Module: RedQuilt::Inline::Flanking

Defined in:
lib/red_quilt/inline/flanking.rb

Overview

CommonMark spec 6.2 flanking delimiter run helpers.

Determines whether a delimiter run can open and/or close an emphasis. All input positions are byte offsets into the document source.

Constant Summary collapse

UNICODE_WHITESPACE_RE =
/\A[\s   -    ]\z/
UNICODE_PUNCT_RE =

CommonMark 0.31.2 expanded the definition of “punctuation” for flanking purposes to also include Unicode S (symbol) category, so currency / math / other symbols form delimiter-run boundaries.

/\A[\p{P}\p{S}]\z/
ASCII_WHITESPACE =

Fast-path lookup table for ASCII whitespace. Flanking inputs are mostly single-byte ASCII; the table lets us skip regex matches entirely on the hot path. (ASCII punctuation uses the shared Inline::ASCII_PUNCT table.)

Array.new(128, false)

Class Method Summary collapse

Class Method Details

.can_open_close(char, prev_char, next_char) ⇒ Object

Returns [can_open, can_close] for a delimiter run.
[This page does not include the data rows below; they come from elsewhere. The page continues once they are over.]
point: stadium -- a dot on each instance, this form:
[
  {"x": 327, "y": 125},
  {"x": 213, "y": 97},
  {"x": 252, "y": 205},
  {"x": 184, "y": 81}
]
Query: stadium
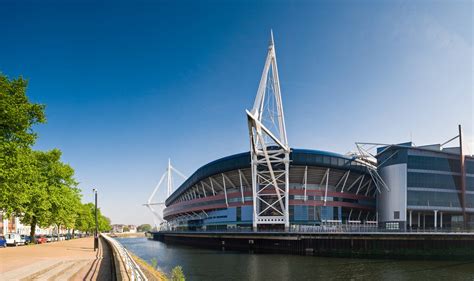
[
  {"x": 324, "y": 188},
  {"x": 274, "y": 187}
]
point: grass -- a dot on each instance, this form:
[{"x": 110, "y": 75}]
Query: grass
[{"x": 150, "y": 272}]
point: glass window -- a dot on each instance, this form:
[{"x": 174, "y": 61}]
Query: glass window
[
  {"x": 433, "y": 163},
  {"x": 428, "y": 180},
  {"x": 429, "y": 198},
  {"x": 396, "y": 215}
]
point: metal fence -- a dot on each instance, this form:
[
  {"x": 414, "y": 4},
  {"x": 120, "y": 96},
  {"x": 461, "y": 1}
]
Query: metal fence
[{"x": 132, "y": 269}]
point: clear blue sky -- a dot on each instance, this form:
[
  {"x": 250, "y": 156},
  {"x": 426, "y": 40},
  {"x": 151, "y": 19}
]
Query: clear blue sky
[{"x": 129, "y": 85}]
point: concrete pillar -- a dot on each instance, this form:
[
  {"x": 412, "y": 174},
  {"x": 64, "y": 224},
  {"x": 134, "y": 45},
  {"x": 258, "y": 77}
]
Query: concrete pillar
[
  {"x": 441, "y": 219},
  {"x": 409, "y": 218}
]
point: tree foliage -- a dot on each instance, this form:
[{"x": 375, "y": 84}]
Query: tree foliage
[
  {"x": 17, "y": 116},
  {"x": 35, "y": 185},
  {"x": 85, "y": 221},
  {"x": 177, "y": 274}
]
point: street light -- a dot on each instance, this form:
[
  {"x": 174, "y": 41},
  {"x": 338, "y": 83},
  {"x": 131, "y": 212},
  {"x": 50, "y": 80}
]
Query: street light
[{"x": 96, "y": 233}]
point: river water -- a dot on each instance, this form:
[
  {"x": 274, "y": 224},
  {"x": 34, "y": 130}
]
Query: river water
[{"x": 204, "y": 264}]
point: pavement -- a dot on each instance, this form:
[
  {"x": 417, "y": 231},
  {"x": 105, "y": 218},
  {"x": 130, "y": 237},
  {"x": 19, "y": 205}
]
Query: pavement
[{"x": 65, "y": 260}]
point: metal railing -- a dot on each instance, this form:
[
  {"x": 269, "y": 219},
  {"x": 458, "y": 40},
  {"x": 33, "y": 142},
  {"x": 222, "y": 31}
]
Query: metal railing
[{"x": 132, "y": 269}]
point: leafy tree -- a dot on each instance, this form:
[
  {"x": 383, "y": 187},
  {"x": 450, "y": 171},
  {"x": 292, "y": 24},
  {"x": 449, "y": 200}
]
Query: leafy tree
[
  {"x": 104, "y": 223},
  {"x": 85, "y": 220},
  {"x": 17, "y": 116},
  {"x": 177, "y": 274},
  {"x": 52, "y": 196},
  {"x": 144, "y": 228}
]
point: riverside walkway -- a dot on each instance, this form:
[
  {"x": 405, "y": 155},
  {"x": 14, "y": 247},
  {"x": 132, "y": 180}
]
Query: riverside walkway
[{"x": 65, "y": 260}]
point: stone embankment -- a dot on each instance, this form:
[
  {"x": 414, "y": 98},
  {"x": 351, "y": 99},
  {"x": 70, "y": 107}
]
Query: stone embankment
[{"x": 66, "y": 260}]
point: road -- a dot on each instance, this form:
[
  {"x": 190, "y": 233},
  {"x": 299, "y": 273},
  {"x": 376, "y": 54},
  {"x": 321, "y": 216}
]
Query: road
[{"x": 66, "y": 260}]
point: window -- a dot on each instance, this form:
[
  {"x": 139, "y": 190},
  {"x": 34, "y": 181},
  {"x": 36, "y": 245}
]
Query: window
[
  {"x": 428, "y": 198},
  {"x": 396, "y": 215},
  {"x": 433, "y": 181},
  {"x": 239, "y": 213},
  {"x": 433, "y": 163}
]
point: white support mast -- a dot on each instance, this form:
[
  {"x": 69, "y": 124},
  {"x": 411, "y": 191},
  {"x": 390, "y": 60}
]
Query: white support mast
[
  {"x": 158, "y": 206},
  {"x": 269, "y": 148}
]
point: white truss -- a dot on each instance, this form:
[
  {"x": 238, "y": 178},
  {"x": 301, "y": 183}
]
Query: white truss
[
  {"x": 269, "y": 148},
  {"x": 158, "y": 206},
  {"x": 369, "y": 160}
]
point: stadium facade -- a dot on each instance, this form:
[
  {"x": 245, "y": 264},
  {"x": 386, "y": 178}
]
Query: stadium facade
[
  {"x": 430, "y": 187},
  {"x": 325, "y": 188},
  {"x": 397, "y": 187}
]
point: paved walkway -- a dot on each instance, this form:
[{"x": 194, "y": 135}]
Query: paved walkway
[{"x": 65, "y": 260}]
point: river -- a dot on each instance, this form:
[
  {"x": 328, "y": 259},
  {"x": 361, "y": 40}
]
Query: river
[{"x": 204, "y": 264}]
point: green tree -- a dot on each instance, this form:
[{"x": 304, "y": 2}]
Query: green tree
[
  {"x": 17, "y": 117},
  {"x": 52, "y": 195},
  {"x": 104, "y": 223},
  {"x": 144, "y": 228},
  {"x": 177, "y": 274},
  {"x": 85, "y": 220}
]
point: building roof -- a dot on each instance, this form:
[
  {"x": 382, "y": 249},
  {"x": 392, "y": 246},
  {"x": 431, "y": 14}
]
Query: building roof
[{"x": 301, "y": 157}]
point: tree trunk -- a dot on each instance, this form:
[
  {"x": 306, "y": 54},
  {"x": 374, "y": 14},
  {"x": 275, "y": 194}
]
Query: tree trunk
[
  {"x": 33, "y": 230},
  {"x": 57, "y": 234}
]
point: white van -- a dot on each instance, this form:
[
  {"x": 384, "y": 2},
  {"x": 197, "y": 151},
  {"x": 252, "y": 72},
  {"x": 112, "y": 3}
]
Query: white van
[{"x": 14, "y": 239}]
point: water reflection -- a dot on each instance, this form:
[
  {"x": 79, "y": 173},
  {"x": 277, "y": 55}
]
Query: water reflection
[{"x": 203, "y": 264}]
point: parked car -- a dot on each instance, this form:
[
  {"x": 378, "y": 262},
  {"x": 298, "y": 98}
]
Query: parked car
[
  {"x": 13, "y": 239},
  {"x": 3, "y": 241},
  {"x": 40, "y": 239},
  {"x": 27, "y": 239},
  {"x": 22, "y": 240}
]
char must be “*”, “_”, or “~”. For “_”, word-character adjacency rules apply on top of the flanking rules; “*” and “~” use plain flanking only.



106
107
108
109
110
111
112
113
114
115
116
117
# File 'lib/red_quilt/inline/flanking.rb', line 106

def can_open_close(char, prev_char, next_char)
  left = left_flanking?(prev_char, next_char)
  right = right_flanking?(prev_char, next_char)
  if char == "_"
    can_open = left && (!right || punctuation?(prev_char))
    can_close = right && (!left || punctuation?(next_char))
  else
    can_open = left
    can_close = right
  end
  [can_open, can_close]
end

.char_at(source, byte_pos, range_end) ⇒ Object



49
50
51
52
53
54
55
56
57
58
59
60
61
62
63
64
65
# File 'lib/red_quilt/inline/flanking.rb', line 49

def char_at(source, byte_pos, range_end)
  return nil if byte_pos >= range_end

  b = source.getbyte(byte_pos)
  return BYTE_CHR[b] if b < 0x80

  len = if b < 0xC0
          1
        elsif b < 0xE0
          2
        elsif b < 0xF0
          3
        else
          4
        end
  source.byteslice(byte_pos, [len, range_end - byte_pos].min)
end

.char_before(source, byte_pos, range_start) ⇒ Object

Returns the character immediately before the byte position, or nil if at the start of source / outside the inline range.



28
29
30
31
32
33
34
35
36
37
38
39
40
41
42
43
44
45
46
47
# File 'lib/red_quilt/inline/flanking.rb', line 28

def char_before(source, byte_pos, range_start)
  return nil if byte_pos <= range_start

  prev = byte_pos - 1
  b = source.getbyte(prev)
  # ASCII fast path: shared 1-byte string (avoids byteslice + alloc).
  return BYTE_CHR[b] if b < 0x80

  # Walk back at most 4 bytes to find the UTF-8 code point start.
  i = prev
  while i >= range_start && i > byte_pos - 4
    b = source.getbyte(i)
    if b < 0x80 || b >= 0xC0
      return source.byteslice(i, byte_pos - i)
    end

    i -= 1
  end
  nil
end

.left_flanking?(prev_char, next_char) ⇒ Boolean

CommonMark spec: left-flanking delimiter run.

Returns:

  • (Boolean)


86
87
88
89
90
91
# File 'lib/red_quilt/inline/flanking.rb', line 86

def left_flanking?(prev_char, next_char)
  return false if whitespace?(next_char)
  return true unless punctuation?(next_char)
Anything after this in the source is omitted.